Keith Pedigo, VA director of loan guaranty service, said at a National Association of Realtors (NAR) conference here that his department plans to add 8 percent to the amount of residual income that borrowers must have in order to qualify for a loan.

Deputy director Alan Schneider added in a telephone interview that changes in the VA's lending guidelines, which will be put in regulatory form in the next four to six weeks, will also include requirements for lenders to provide more specific data on the length of time an applicant is employed. This would show the stability of an applicant's income.

Addressing a committee of the NAR at its annual convention, Pedigo said the VA was adjusting its guidelines to account for an increase in household expenses. He cited a recent report by the Bureau of Labor Statistics showing that expenses in the typical household have risen 8 percent in the last year.

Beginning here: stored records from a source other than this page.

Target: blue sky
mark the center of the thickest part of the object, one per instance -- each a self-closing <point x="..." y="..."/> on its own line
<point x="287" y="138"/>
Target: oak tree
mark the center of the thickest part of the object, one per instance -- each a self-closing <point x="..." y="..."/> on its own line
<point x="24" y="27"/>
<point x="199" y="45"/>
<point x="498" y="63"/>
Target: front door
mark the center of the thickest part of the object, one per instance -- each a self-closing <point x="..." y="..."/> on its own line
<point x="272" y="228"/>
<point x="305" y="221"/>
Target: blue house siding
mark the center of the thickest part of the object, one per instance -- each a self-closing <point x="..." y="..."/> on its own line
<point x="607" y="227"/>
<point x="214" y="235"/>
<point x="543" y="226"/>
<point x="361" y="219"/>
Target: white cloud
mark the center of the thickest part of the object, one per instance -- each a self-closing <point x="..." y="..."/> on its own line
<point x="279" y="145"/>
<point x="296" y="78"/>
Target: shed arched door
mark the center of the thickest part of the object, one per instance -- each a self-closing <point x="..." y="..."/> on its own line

The VA defines disposable income as the amount of money a borrower has left over after paying for essential items such as housing, food and clothing. The agency currently requires that a family of four must have at least $773 of monthly disposable income to qualify for a mortgage up to $70,000.

The new guideline would raise that figure by $61.84 to $834.84.

Pedigo said the VA will also change the rules for borrowers whose total debt payments are more than 45 percent of their income, and whose residual income is less than 20 percent of total income. For these borrowers the agency will require a lending company officer to certify that the loan is good.